REPUBLIKA.CO.ID, JAKARTA -- Dewan Masjid Indonesia (DMI) menolak wacana yang diajukan pemerintah ihwal sertifikasi dai dan khatib. Menurut Sekjen Pimpinan Pusat DMI, Imam Addaruqutni, sertifikasi demikian hanya bisa dilakukan oleh MUI.
"Pemerintah kan menyatakan, negara ini bukan negara agama. Berarti, negara jangan mencampuri urusan agama," kata Imam Addaruqutni, seperti dilansir dari situs resmi DMI, Selasa (14/2).
Kalaupun sertifikasi dai dan khatib mesti ada, maka pemerintah dapat menunjuk Majelis Ulama Indonesia untuk melaksanakan wacana tersebut.
Addaruqutni memandang, penetapan sertifikasi dai dan khatib jangan sampai dilaksanakan oleh pemerintah. Sebab, lanjut dia, hal itu hanya akan menjadi preseden buruk, yakni hadirnya pemerintah yang totaliter dalam menjalankan kekuasaannya. "Akibatnya, demokrasi tidak akan berkembang," kata sosok Wakil Ketua KPHI itu.
Tugas pemerintah adalah memfasilitasi peningkatan kualitas para penceramah.

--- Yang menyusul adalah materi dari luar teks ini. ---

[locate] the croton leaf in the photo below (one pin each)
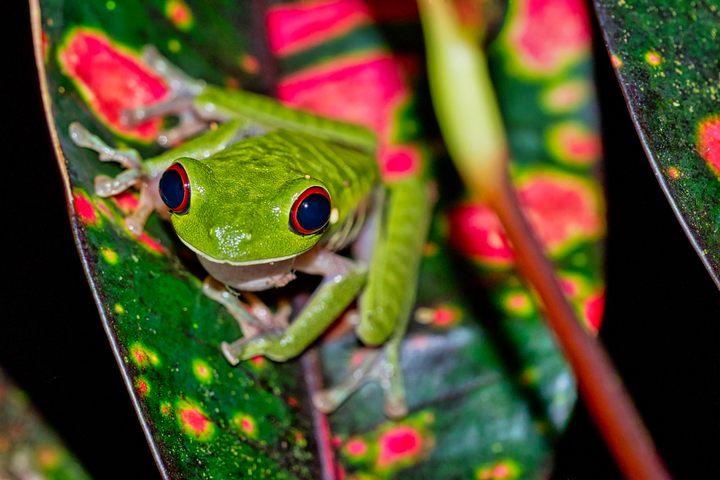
(29, 448)
(666, 58)
(487, 389)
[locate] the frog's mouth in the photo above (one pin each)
(244, 262)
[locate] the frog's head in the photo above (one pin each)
(247, 212)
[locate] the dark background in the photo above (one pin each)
(661, 323)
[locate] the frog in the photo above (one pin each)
(267, 191)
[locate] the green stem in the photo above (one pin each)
(471, 124)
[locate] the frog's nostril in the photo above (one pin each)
(175, 189)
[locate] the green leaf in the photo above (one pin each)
(487, 389)
(666, 58)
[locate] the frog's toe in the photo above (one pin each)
(229, 354)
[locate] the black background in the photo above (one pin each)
(661, 323)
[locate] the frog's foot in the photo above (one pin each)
(380, 365)
(134, 175)
(277, 321)
(128, 158)
(183, 90)
(254, 319)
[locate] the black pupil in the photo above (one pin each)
(172, 188)
(313, 212)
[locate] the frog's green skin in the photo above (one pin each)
(242, 190)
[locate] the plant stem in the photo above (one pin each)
(471, 124)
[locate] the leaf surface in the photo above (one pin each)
(666, 59)
(487, 389)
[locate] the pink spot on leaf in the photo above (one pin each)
(356, 448)
(194, 421)
(593, 309)
(501, 471)
(547, 35)
(112, 80)
(126, 201)
(179, 14)
(366, 90)
(560, 210)
(397, 444)
(708, 141)
(84, 208)
(298, 26)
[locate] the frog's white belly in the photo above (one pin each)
(251, 278)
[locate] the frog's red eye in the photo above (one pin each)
(311, 211)
(175, 189)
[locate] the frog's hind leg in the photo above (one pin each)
(398, 232)
(381, 365)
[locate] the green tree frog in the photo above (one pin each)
(272, 191)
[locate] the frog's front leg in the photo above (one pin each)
(342, 280)
(133, 175)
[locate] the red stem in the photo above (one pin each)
(600, 386)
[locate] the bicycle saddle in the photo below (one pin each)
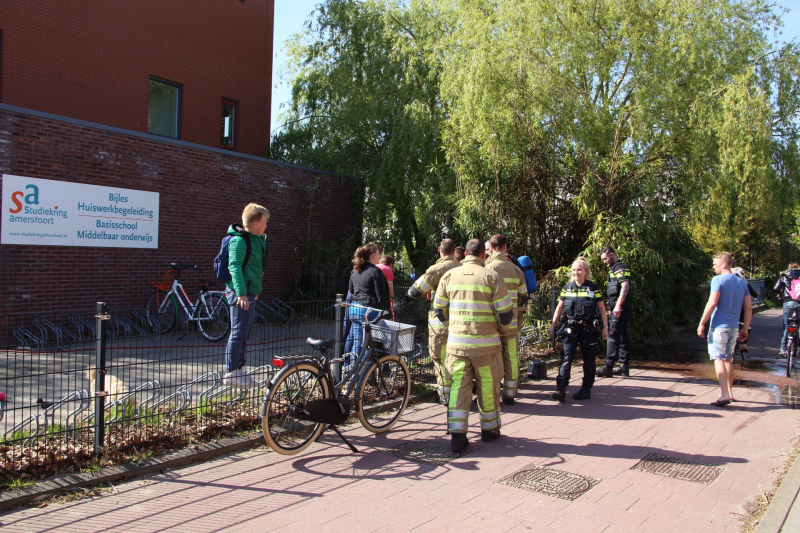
(320, 344)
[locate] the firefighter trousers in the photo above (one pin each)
(437, 347)
(510, 346)
(486, 370)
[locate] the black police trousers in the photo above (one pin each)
(587, 339)
(618, 344)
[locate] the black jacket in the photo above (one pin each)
(369, 287)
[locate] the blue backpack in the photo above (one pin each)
(221, 261)
(530, 277)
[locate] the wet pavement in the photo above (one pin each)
(648, 453)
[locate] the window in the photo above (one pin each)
(163, 117)
(229, 123)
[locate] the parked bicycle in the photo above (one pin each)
(304, 398)
(210, 311)
(791, 344)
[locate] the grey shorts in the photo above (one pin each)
(721, 342)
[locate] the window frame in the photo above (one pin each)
(178, 109)
(235, 125)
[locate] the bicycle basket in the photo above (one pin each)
(396, 337)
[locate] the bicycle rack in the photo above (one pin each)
(61, 333)
(26, 338)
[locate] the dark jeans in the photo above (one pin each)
(618, 346)
(587, 340)
(790, 308)
(241, 326)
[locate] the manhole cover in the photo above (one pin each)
(564, 485)
(664, 465)
(425, 452)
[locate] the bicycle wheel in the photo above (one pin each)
(162, 311)
(214, 317)
(383, 393)
(293, 387)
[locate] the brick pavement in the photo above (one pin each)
(330, 489)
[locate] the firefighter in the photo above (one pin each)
(437, 329)
(620, 307)
(475, 301)
(580, 299)
(518, 292)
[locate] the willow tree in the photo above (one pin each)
(571, 113)
(365, 103)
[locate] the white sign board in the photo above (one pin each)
(59, 213)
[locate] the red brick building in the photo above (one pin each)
(95, 60)
(168, 97)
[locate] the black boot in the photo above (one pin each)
(583, 394)
(458, 442)
(489, 436)
(606, 371)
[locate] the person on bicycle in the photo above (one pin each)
(243, 289)
(728, 296)
(620, 307)
(369, 288)
(580, 299)
(790, 306)
(437, 330)
(474, 302)
(514, 279)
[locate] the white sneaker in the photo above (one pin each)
(246, 380)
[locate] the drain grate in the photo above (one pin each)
(564, 485)
(425, 452)
(664, 465)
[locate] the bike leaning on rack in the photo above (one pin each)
(304, 397)
(791, 344)
(210, 311)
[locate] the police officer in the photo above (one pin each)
(437, 330)
(514, 279)
(620, 305)
(476, 303)
(580, 299)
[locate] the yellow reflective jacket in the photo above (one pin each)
(471, 297)
(515, 283)
(429, 281)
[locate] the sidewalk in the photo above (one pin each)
(330, 489)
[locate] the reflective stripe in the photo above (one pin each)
(470, 304)
(470, 288)
(469, 340)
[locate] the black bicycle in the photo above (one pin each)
(791, 345)
(304, 397)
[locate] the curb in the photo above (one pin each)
(779, 516)
(59, 483)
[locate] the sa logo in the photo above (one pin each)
(32, 198)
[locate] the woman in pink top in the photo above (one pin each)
(386, 267)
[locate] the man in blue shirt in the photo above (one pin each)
(729, 294)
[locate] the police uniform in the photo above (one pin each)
(514, 280)
(618, 345)
(437, 330)
(474, 301)
(580, 310)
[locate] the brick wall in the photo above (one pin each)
(92, 60)
(202, 192)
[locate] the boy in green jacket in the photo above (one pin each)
(243, 289)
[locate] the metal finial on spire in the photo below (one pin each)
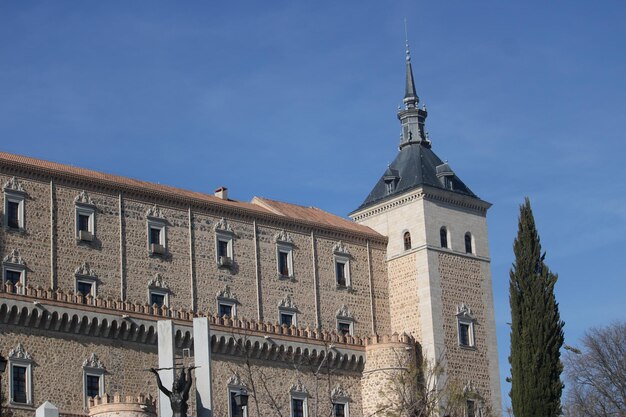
(406, 42)
(410, 96)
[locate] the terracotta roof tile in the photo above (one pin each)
(259, 205)
(115, 180)
(310, 213)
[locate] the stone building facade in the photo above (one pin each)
(308, 311)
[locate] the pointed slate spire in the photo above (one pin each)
(411, 117)
(411, 99)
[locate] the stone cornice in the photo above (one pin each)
(427, 193)
(56, 311)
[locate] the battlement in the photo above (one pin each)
(126, 311)
(118, 406)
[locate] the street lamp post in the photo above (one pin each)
(241, 400)
(3, 366)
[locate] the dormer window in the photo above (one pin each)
(391, 178)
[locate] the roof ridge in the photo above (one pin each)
(262, 207)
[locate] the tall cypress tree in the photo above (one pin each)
(536, 327)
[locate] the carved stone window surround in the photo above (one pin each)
(14, 193)
(226, 297)
(19, 357)
(92, 366)
(14, 262)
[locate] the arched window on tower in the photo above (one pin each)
(468, 243)
(407, 241)
(443, 236)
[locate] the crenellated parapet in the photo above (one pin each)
(118, 406)
(127, 311)
(62, 312)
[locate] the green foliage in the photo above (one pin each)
(418, 387)
(536, 327)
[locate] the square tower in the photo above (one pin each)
(440, 289)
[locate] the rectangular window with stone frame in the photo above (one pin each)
(14, 210)
(14, 276)
(85, 223)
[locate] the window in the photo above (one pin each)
(464, 334)
(158, 298)
(443, 237)
(225, 309)
(342, 273)
(465, 324)
(85, 230)
(285, 262)
(85, 287)
(344, 327)
(468, 243)
(233, 409)
(19, 392)
(224, 251)
(20, 376)
(13, 210)
(222, 247)
(14, 271)
(92, 385)
(342, 257)
(471, 408)
(345, 321)
(298, 407)
(287, 318)
(93, 378)
(13, 217)
(236, 386)
(284, 255)
(13, 276)
(407, 241)
(340, 409)
(156, 237)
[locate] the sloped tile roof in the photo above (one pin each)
(259, 206)
(295, 211)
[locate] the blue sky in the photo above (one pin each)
(297, 101)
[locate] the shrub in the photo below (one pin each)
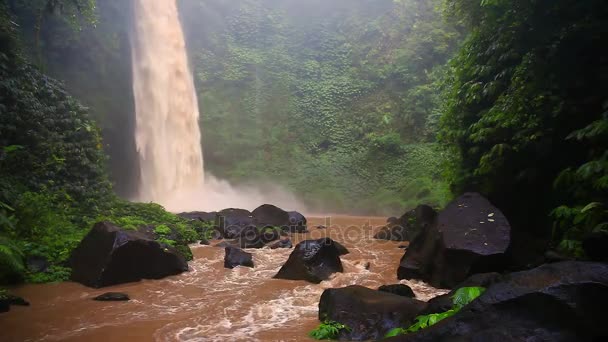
(328, 330)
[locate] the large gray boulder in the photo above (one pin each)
(469, 236)
(109, 255)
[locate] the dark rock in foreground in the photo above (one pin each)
(555, 302)
(112, 297)
(199, 215)
(470, 236)
(312, 260)
(369, 313)
(285, 243)
(398, 289)
(231, 222)
(297, 222)
(595, 246)
(341, 249)
(109, 255)
(270, 215)
(6, 300)
(408, 226)
(444, 302)
(236, 257)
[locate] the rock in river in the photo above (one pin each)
(470, 236)
(563, 301)
(312, 260)
(112, 297)
(370, 314)
(237, 257)
(109, 255)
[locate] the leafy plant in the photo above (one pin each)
(461, 297)
(328, 330)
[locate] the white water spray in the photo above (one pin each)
(167, 134)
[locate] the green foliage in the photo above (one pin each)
(328, 330)
(462, 297)
(11, 261)
(162, 230)
(525, 111)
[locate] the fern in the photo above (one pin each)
(460, 299)
(11, 261)
(328, 330)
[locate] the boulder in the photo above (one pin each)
(444, 302)
(370, 314)
(109, 255)
(297, 222)
(237, 257)
(563, 301)
(6, 300)
(37, 264)
(595, 246)
(398, 289)
(341, 249)
(312, 260)
(252, 237)
(408, 226)
(270, 215)
(199, 215)
(285, 243)
(470, 236)
(231, 222)
(112, 297)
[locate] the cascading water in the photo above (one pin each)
(167, 135)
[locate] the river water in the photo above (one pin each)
(210, 303)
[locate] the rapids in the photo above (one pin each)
(210, 303)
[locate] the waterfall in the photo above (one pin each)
(167, 132)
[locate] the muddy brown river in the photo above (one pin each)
(210, 302)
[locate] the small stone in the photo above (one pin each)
(112, 297)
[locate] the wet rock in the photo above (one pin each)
(470, 236)
(37, 264)
(226, 243)
(398, 289)
(297, 222)
(253, 237)
(6, 300)
(285, 243)
(369, 313)
(236, 257)
(595, 246)
(341, 249)
(231, 222)
(444, 302)
(112, 297)
(563, 301)
(109, 255)
(270, 215)
(312, 260)
(199, 215)
(408, 226)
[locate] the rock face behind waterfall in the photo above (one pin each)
(236, 257)
(369, 313)
(231, 222)
(555, 302)
(312, 260)
(408, 226)
(109, 255)
(270, 215)
(470, 236)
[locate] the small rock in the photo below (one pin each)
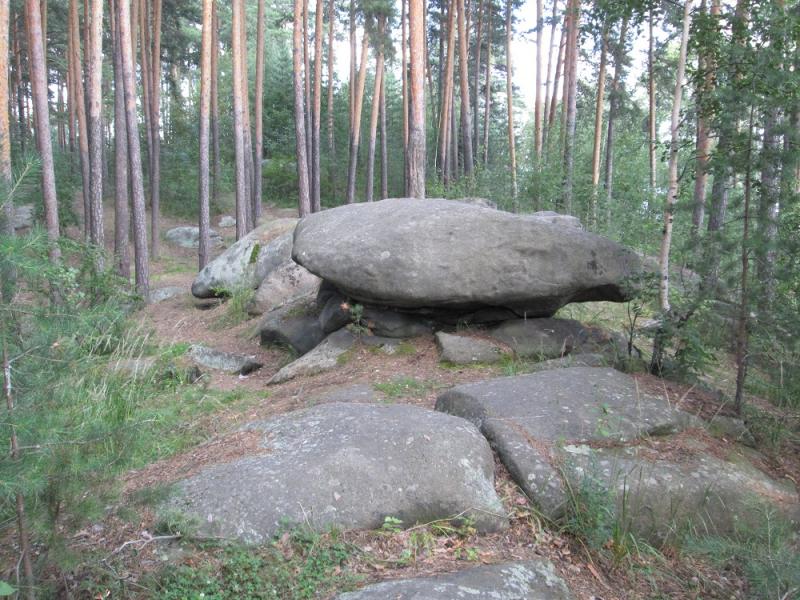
(189, 237)
(322, 358)
(223, 361)
(466, 350)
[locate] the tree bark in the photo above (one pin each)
(510, 105)
(598, 127)
(205, 109)
(242, 198)
(317, 114)
(415, 158)
(375, 112)
(466, 117)
(122, 218)
(299, 111)
(38, 70)
(94, 82)
(258, 154)
(141, 258)
(355, 133)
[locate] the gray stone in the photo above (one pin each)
(555, 218)
(323, 358)
(295, 325)
(189, 237)
(247, 262)
(466, 350)
(666, 498)
(413, 253)
(165, 293)
(529, 580)
(348, 466)
(283, 285)
(223, 361)
(544, 338)
(523, 416)
(23, 216)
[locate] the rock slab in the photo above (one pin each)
(348, 466)
(413, 253)
(528, 580)
(247, 262)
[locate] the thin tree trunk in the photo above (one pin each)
(415, 159)
(242, 199)
(510, 105)
(205, 108)
(598, 127)
(375, 112)
(331, 136)
(355, 133)
(317, 114)
(38, 70)
(141, 258)
(384, 144)
(613, 109)
(94, 82)
(571, 106)
(537, 116)
(487, 101)
(258, 154)
(215, 103)
(466, 117)
(122, 219)
(299, 110)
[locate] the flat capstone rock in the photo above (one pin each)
(347, 466)
(236, 364)
(525, 580)
(408, 253)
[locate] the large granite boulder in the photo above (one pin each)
(348, 466)
(446, 254)
(247, 262)
(565, 431)
(529, 580)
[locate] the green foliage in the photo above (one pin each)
(299, 566)
(766, 553)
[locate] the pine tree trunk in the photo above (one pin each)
(375, 113)
(38, 70)
(598, 127)
(510, 105)
(355, 133)
(141, 258)
(242, 198)
(122, 218)
(317, 114)
(331, 129)
(304, 203)
(94, 73)
(415, 157)
(205, 109)
(258, 155)
(466, 117)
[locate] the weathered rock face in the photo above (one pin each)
(189, 237)
(563, 431)
(529, 580)
(366, 462)
(412, 253)
(249, 261)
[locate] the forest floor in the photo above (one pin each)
(133, 547)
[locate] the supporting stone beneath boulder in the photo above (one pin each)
(348, 466)
(528, 580)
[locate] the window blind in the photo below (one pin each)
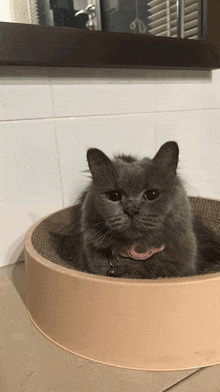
(163, 18)
(25, 11)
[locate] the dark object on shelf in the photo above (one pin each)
(22, 44)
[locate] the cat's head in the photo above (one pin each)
(131, 196)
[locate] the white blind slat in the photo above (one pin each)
(163, 18)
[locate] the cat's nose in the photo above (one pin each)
(130, 212)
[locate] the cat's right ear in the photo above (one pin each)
(99, 163)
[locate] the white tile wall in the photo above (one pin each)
(50, 116)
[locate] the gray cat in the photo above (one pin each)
(135, 221)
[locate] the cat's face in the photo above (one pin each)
(134, 198)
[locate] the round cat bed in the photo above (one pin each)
(163, 324)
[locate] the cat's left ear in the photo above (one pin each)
(168, 156)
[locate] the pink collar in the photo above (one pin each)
(135, 252)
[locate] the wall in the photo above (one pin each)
(50, 116)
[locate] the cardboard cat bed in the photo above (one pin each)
(163, 324)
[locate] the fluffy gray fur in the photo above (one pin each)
(104, 227)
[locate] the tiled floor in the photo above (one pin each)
(31, 363)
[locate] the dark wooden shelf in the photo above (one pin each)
(23, 44)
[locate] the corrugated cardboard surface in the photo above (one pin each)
(31, 363)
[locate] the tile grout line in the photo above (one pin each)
(180, 381)
(56, 136)
(59, 164)
(106, 115)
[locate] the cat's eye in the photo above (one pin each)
(152, 194)
(114, 195)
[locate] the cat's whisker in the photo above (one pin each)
(104, 236)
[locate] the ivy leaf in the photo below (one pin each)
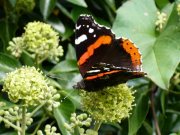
(139, 112)
(161, 52)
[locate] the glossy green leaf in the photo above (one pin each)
(7, 31)
(161, 3)
(76, 11)
(163, 100)
(63, 10)
(46, 7)
(62, 115)
(160, 53)
(81, 3)
(57, 25)
(139, 112)
(7, 64)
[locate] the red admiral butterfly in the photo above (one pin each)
(104, 60)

Misalnya, melalui penataran dengan materi-materi yang menambahkan wawasan kebangsaan. Namun, tegas Addaruqutni, pada akhirnya para dai dan khatib mesti dikembalikan kepada masyarakat agar terus berkembang, bukan berubah menjadi semacam juru bicara pemerintah.
"Kritik lewat khutbah bukan berarti melakukan penggulingan (makar) dan anti-pemerintah. Tetapi, kritik juga tidak boleh menjelek-jelekkan," ujar dia.
Di sinilah peran penting masjid sebagai pusat pencerdasan masyarakat Muslim. Masjid, menurut dia, bukan hanya tempat beribadah, melainkan juga pemberdayaan umat Islam.